Diese Disziplin war besonders wichtig auf dem Appellplatz, auf dem die Gruppe nach drei Tagen ihr Gelöbnis ablegt und feierlich erklärt: „Ich gelobe, der Bundesrepublik Deutschland treu zu dienen und das Recht und die Freiheit des deutschen Volkes tapfer zu verteidigen, so wahr mir Gott helfe.“ In den Gesprächen auf der Schießanlage in Idar-Oberstein beschreiben viele den Moment als emotional, auch weil bei der Feier Familienmitglieder dabei waren.
Ein 50-Jähriger, der nur – im Bundeswehrjargon – „Schütze Leif“ genannt werden soll, ist ebenfalls wegen des russischen Angriffskriegs hier. „Es erschüttert mich, was in der Ukraine passiert.

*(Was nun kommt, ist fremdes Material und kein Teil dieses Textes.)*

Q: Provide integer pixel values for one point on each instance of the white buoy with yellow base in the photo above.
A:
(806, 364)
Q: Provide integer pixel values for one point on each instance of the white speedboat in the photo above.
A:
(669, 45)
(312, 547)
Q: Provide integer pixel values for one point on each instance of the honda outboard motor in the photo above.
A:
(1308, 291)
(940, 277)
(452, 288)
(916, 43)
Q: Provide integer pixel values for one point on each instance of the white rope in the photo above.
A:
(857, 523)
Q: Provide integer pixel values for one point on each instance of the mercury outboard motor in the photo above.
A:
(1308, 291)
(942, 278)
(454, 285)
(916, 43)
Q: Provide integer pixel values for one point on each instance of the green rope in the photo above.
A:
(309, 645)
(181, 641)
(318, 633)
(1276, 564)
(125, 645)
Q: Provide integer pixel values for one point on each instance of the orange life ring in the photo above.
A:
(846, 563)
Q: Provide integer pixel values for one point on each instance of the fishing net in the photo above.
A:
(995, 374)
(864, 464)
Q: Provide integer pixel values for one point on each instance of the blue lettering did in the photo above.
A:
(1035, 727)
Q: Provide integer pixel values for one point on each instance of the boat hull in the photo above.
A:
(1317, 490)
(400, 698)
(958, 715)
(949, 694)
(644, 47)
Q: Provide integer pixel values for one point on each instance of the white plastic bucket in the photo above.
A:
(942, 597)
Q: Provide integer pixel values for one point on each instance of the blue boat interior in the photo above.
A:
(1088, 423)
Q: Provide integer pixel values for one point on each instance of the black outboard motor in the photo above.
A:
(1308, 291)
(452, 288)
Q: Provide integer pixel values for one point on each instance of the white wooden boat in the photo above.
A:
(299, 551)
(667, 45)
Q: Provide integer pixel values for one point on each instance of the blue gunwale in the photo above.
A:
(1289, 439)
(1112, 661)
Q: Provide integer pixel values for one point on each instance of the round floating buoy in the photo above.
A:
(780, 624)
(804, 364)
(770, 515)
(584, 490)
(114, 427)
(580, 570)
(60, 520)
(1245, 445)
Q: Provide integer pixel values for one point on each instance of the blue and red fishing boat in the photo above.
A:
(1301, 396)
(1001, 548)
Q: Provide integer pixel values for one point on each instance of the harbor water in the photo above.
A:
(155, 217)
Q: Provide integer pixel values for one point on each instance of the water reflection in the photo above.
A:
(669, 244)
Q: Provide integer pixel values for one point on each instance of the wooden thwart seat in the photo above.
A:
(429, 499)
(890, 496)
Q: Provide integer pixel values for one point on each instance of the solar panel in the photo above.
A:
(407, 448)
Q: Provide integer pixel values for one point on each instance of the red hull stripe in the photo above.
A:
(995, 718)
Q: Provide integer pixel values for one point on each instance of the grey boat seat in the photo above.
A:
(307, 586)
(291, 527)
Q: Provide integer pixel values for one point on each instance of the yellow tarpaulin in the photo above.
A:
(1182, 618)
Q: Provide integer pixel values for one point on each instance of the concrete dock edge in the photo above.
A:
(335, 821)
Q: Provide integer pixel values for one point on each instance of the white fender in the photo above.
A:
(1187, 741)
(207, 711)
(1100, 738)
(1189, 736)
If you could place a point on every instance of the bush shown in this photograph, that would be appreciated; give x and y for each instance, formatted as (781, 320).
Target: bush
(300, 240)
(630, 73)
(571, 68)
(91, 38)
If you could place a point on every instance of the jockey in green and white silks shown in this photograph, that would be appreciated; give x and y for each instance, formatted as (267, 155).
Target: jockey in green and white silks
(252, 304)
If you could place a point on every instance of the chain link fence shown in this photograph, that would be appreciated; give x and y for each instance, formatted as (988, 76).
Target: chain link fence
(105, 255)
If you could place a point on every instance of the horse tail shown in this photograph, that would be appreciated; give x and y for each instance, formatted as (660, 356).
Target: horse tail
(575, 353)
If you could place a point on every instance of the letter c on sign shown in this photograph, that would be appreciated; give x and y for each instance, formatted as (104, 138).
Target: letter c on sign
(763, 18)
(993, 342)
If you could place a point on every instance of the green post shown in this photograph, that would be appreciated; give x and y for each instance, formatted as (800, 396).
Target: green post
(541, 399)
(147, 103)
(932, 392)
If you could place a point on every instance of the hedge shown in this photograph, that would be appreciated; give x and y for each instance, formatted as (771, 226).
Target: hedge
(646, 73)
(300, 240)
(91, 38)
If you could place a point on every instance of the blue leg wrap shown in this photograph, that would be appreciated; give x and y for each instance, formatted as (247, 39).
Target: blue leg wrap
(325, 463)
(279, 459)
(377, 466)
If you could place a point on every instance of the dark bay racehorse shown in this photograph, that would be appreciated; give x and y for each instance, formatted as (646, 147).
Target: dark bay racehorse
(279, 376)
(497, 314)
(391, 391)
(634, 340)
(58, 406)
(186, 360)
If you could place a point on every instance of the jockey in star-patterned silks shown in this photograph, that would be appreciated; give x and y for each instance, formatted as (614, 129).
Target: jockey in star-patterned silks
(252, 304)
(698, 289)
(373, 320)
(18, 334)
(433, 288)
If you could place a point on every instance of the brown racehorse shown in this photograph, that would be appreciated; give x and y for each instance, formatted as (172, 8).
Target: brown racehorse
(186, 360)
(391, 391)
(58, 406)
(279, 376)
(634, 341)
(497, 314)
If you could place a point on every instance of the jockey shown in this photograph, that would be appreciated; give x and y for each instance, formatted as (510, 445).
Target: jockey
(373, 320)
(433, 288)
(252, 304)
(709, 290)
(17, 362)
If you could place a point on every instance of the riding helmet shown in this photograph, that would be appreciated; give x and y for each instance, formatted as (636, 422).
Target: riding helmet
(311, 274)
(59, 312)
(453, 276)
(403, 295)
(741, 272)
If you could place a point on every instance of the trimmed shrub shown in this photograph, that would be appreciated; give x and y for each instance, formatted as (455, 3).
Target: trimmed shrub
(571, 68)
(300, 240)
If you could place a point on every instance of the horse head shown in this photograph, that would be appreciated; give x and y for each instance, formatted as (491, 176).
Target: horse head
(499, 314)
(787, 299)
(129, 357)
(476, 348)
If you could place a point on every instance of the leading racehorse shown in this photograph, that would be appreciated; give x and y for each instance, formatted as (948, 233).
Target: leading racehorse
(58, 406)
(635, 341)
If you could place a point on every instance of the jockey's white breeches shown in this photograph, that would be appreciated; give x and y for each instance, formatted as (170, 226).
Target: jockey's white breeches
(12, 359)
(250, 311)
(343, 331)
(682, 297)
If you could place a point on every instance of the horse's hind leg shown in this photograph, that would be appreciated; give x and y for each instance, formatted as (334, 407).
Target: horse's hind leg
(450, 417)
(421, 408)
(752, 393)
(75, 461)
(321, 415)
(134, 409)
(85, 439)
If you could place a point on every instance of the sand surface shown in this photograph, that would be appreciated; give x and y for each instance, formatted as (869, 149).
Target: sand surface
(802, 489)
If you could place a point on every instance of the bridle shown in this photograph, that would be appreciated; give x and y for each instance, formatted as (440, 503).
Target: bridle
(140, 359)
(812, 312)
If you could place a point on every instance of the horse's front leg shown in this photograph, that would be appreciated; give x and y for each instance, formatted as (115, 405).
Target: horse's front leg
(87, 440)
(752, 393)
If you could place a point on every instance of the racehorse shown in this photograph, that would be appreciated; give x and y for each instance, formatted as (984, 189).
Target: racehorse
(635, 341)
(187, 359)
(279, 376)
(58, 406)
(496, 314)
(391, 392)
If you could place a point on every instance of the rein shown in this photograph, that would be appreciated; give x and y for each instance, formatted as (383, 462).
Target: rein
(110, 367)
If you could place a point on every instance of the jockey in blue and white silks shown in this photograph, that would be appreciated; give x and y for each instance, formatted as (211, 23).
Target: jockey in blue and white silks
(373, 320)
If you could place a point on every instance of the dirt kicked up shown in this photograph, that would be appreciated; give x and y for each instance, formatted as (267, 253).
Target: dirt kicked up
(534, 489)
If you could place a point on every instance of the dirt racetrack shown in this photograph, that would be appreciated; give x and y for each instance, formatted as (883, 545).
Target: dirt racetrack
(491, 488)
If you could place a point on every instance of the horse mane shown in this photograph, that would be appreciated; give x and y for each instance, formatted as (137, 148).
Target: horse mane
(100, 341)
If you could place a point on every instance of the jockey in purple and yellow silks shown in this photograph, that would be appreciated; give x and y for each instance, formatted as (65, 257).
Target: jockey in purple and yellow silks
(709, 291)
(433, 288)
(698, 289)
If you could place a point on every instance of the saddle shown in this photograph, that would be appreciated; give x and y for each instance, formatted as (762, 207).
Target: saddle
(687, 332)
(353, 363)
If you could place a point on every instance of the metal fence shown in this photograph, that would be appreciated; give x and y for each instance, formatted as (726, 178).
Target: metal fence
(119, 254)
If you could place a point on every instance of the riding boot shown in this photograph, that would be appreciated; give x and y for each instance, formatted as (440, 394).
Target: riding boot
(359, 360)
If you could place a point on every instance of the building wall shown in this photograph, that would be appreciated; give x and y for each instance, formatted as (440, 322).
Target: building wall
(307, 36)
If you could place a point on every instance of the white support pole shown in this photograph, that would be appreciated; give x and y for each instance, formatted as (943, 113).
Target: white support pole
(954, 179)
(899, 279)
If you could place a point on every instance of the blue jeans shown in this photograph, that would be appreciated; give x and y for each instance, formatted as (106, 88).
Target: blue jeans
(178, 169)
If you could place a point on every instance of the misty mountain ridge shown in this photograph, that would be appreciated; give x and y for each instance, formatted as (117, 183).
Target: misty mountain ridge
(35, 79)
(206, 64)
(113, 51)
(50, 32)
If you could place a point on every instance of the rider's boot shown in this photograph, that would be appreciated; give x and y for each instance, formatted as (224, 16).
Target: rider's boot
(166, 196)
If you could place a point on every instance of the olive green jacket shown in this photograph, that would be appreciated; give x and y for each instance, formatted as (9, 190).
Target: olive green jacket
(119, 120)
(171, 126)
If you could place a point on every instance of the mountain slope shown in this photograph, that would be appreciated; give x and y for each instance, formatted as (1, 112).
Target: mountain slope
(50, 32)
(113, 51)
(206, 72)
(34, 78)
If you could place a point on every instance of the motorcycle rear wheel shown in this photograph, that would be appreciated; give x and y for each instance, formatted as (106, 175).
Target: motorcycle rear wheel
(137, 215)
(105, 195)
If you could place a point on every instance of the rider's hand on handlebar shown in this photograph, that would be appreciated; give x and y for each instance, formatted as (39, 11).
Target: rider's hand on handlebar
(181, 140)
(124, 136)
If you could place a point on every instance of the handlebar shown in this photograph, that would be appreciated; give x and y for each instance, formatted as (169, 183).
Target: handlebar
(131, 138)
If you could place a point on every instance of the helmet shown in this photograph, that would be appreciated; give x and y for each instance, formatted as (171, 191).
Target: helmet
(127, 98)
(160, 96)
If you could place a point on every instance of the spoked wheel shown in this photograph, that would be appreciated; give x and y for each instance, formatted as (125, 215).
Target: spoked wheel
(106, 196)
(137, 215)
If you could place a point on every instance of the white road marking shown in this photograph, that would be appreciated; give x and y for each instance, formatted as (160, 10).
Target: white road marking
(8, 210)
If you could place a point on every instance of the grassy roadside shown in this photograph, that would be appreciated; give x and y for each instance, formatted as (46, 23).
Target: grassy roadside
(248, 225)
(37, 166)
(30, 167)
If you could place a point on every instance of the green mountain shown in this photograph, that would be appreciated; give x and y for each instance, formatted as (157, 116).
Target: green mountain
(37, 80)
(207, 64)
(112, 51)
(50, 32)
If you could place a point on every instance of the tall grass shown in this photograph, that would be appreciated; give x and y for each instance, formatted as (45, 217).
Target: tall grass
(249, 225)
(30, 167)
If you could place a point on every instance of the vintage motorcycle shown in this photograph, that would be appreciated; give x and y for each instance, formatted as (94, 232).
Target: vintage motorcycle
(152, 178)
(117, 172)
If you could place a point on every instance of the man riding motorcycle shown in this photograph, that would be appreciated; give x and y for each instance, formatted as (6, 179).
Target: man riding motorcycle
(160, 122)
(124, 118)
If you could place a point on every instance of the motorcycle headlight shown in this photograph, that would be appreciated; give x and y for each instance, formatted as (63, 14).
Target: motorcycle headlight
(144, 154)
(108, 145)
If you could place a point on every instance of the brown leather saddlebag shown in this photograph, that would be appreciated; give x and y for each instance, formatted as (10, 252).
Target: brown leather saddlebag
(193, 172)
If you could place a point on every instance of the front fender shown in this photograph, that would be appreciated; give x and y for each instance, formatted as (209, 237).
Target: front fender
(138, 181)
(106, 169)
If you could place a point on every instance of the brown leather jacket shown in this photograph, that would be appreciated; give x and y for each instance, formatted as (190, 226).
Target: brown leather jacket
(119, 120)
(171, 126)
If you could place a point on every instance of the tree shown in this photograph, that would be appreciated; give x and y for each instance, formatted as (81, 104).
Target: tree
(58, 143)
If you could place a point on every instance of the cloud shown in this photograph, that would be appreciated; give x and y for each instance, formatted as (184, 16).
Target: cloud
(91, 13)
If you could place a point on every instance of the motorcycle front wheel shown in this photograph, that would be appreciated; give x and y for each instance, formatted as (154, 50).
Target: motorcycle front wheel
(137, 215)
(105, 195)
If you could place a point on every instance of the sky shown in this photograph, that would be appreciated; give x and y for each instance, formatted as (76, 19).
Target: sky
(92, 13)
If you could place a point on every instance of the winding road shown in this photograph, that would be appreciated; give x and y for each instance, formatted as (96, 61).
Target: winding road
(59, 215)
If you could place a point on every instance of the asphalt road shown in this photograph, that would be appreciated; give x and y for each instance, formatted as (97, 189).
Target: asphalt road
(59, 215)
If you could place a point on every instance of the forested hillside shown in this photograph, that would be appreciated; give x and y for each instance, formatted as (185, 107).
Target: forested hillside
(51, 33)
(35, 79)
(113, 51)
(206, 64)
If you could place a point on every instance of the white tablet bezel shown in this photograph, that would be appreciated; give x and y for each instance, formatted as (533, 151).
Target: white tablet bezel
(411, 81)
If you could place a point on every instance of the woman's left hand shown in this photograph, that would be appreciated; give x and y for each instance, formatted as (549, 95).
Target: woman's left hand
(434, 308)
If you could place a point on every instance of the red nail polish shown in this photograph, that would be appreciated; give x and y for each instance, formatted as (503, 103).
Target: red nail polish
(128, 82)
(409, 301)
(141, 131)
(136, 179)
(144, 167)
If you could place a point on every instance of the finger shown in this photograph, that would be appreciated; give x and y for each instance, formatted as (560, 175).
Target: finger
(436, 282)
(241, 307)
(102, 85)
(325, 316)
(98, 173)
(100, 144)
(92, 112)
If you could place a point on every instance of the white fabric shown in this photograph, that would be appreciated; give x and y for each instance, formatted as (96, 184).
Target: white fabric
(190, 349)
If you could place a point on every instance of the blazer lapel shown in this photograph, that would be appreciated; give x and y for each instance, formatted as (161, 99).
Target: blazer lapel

Mein Sohn ist zehn Jahre alt, und ich will, dass der ebenso in Freiheit aufwächst wie ich und nicht den Preis dafür bezahlt, dass meine Generation sich hat einlullen lassen“, sagt er.
Eben hat er mehrere Runden mit dem Sturmgewehr G36 geschossen, liegend ebenso wie kniend, und stets unter den strengen Blicken der Ausbilder. Nun trinkt er Kaffee aus einem Metallbecher und berichtet, dass er in München Geschäftsführer einer Agentur sei und gerne jage. Er schätzt, dass zwei Drittel seiner Kollegen und Freunde seine Entscheidung gut finden: „Einige sind auch erschrocken, weil dadurch der Krieg plötzlich sehr nah kommt.“
Ihre Eltern seien besorgt gewesen, als sie von ihren Plänen erfuhren, erzählt Schütze Theresa. Sie fürchteten, dass ihre Tochter an Auslandseinsätzen teilnehmen muss, sagt die 28-Jährige. Seit sie ihnen aber erklärt habe, dass Reservisten dies aktiv wollen und einem Auslandseinsatz zustimmen müssen, seien die Eltern beruhigt. Theresa studiert interkulturelle Kommunikation und hat ein Praktikum beim Zentrum Operative Kommunikation der Bundeswehr gemacht, wo militärisches Führungspersonal für Auslandseinsätze vorbereitet wird. Danach wollte sie die Truppe besser kennenlernen.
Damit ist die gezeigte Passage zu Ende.